ペアリングが成立したのはフランス、ブルゴーニュ地方のスパークリングワイン、クレマン・ド・ブルゴーニュ ブラン ・ド・ブラン エクストラ・ブリュット。
このワインは瓶内での熟成期間が18ヶ月と、澱との接触期間が非常に長いのが特徴。
そのためワインの持つ酵母由来の香ばしさと、数の子の塩味や食感のバランスがとても良く感じられました。
またいくらとのペアリング同様、オレンジワインのヴィノテッラ・ルカツィテリはワインのもつ出汁のニュアンスと数の子の相性が良く、美味しく合わせることができました。
からすみ
からすみは、魚の卵巣を塩漬け・乾燥させた食品のこと。色は深いオレンジ色で、「海のチーズ」と表現されるほど濃厚な味わいが特徴です。

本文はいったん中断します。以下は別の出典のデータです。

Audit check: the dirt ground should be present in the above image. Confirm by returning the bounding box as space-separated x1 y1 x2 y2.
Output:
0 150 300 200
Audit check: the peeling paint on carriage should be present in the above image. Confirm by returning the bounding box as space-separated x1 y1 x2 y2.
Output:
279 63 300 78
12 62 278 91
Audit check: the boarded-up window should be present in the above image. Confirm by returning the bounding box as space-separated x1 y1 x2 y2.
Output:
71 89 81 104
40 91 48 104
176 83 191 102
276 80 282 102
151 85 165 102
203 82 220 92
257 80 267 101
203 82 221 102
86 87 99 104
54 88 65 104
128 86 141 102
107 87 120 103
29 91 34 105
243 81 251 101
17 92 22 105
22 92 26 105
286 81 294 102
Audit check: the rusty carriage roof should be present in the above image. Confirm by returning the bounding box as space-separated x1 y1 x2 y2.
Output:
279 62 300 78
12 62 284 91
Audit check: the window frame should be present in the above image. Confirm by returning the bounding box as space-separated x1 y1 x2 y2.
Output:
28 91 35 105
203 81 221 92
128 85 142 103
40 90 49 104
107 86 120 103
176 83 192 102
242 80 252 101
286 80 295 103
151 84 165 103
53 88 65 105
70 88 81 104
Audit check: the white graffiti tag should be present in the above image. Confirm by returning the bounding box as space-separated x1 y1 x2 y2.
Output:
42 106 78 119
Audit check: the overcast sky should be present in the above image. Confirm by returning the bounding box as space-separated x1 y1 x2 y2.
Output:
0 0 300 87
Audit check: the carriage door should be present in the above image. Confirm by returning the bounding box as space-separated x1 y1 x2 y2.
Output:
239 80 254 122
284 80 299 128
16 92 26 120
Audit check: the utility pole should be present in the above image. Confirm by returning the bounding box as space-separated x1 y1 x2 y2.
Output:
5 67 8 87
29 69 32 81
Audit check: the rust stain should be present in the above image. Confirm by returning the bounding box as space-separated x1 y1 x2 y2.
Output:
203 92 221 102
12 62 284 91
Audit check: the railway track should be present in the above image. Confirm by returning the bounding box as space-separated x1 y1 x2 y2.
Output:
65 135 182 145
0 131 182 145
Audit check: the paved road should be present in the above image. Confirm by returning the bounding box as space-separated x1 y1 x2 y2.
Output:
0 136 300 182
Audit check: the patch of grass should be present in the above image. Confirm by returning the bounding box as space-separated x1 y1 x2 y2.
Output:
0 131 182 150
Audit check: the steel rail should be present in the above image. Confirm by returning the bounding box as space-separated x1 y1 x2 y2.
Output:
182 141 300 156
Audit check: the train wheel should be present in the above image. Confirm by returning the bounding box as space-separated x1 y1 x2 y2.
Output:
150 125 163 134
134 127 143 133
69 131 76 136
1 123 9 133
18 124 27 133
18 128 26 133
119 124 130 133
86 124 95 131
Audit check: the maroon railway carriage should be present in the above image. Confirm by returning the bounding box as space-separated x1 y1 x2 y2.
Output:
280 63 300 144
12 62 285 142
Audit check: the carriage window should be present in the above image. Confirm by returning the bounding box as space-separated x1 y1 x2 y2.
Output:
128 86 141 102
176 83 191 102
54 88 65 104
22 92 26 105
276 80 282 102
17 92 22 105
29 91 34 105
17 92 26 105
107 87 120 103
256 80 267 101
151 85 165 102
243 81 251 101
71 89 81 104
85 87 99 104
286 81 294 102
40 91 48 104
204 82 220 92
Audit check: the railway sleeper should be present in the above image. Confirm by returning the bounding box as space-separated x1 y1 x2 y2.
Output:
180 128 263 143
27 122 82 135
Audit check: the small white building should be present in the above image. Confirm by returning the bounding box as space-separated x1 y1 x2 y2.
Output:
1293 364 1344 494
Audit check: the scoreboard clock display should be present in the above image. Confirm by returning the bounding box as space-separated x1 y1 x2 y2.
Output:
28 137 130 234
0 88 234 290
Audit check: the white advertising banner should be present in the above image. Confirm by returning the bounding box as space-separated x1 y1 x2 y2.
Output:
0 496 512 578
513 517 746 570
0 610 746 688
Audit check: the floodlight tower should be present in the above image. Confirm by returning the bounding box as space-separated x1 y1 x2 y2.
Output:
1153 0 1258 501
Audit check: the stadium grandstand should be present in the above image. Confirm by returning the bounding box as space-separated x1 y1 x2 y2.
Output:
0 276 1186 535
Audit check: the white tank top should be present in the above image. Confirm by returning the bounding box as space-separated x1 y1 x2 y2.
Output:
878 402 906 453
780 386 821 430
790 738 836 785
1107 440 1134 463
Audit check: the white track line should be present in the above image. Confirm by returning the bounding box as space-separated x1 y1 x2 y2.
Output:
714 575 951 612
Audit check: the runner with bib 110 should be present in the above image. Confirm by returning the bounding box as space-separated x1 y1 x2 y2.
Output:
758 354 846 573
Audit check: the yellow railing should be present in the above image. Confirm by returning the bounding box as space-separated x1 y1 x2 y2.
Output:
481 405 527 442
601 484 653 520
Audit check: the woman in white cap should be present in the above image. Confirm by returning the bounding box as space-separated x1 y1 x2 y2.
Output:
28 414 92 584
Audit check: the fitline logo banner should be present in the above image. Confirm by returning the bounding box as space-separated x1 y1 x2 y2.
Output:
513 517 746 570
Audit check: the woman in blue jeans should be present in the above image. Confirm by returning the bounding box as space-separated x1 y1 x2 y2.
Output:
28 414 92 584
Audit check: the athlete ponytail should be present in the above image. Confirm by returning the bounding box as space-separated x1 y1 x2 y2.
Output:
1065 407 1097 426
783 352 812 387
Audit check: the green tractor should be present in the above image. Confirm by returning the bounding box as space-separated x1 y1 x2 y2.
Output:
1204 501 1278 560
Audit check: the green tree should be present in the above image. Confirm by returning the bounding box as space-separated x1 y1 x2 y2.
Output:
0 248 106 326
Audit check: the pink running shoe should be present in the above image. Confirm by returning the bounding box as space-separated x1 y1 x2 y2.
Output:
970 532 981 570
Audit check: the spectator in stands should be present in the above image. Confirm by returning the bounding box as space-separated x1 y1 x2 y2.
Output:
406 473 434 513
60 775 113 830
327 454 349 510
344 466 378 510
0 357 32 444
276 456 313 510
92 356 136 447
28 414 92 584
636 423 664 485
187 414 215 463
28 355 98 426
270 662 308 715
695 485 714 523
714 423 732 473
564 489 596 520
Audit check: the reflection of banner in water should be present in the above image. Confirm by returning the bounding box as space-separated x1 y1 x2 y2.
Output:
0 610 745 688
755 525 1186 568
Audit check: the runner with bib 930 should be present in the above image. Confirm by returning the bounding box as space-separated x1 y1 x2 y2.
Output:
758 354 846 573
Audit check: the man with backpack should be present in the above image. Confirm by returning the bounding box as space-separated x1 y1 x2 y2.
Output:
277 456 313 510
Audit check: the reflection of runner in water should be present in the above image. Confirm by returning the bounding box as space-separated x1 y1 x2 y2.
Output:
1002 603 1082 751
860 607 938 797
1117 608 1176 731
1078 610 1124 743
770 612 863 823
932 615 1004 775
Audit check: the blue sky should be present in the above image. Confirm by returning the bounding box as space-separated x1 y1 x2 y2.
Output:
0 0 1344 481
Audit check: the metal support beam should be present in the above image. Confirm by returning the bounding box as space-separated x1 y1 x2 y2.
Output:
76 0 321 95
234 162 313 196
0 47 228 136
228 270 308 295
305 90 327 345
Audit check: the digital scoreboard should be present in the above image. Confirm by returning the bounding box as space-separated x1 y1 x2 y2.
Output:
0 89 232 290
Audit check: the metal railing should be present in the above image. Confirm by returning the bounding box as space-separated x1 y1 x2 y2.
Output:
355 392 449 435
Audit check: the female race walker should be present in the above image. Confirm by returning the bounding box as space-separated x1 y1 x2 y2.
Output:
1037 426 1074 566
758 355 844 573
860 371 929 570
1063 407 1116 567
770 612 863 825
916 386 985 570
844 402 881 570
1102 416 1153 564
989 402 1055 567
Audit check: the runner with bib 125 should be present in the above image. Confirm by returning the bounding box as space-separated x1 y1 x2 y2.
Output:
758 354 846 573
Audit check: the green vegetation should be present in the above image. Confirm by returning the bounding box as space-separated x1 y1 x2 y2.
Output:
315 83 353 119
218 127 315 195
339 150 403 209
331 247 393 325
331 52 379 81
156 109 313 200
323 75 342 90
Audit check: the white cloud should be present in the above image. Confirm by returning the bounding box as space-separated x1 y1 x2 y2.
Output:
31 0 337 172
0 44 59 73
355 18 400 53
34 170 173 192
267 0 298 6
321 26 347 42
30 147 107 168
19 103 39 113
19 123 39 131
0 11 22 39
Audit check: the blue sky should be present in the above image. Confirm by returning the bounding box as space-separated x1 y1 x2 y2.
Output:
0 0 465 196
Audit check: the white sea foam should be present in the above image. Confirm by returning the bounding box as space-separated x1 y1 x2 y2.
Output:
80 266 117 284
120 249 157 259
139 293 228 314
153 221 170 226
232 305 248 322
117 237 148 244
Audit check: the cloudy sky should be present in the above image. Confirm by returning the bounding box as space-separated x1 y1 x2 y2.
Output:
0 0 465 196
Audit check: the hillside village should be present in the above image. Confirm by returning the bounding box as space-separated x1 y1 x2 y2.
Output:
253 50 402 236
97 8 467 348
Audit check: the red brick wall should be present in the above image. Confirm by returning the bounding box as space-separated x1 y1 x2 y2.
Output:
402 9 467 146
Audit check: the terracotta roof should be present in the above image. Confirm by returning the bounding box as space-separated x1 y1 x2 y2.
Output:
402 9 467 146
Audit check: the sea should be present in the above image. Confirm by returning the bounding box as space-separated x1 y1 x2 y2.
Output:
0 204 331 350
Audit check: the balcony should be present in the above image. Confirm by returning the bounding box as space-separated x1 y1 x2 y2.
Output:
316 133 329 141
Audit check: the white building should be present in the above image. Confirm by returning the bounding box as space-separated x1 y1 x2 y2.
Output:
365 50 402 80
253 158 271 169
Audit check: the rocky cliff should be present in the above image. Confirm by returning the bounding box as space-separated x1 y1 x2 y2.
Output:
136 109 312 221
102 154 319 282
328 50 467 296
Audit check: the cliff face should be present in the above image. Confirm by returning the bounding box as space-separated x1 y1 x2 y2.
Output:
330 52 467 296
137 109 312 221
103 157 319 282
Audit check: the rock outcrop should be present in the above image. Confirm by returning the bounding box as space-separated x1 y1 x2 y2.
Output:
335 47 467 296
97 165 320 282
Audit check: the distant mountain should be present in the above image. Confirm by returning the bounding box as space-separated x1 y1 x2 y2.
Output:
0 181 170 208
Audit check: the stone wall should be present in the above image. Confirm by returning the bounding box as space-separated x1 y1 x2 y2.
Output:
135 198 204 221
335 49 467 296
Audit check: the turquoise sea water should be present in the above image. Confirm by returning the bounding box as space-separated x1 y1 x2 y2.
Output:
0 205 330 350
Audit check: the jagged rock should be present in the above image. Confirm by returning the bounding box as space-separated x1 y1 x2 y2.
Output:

相性が良かったのはアルゼンチンで造られるピュアな果実味が魅力の赤ワイン、バルダ。
からすみを食べた後に口の中に広がる熟成由来の旨味とこのワインのもつ赤系果実の風味が上手く調和しました。
またからすみ特有のねっとりとした食感との相性も良く、「海のチーズ」の異名のとおり、まるでチーズと赤ワインを合わせているような印象で余韻まで美味しく楽しむことができました。
まとめ
魚卵とワインは本当に合うのか?と最初は半信半疑でしたが、一緒に合わせることでより美味しく感じる組み合わせもあり、編集部一同驚きの結果となりました!
合わせるのが難しいと言われていたからこそ、ペアリングが成立したときの感動もひとしお。改めてペアリングの面白さを知ることができました。
ぜひ皆さんも魚卵とワインのペアリングを試してみてくださいね。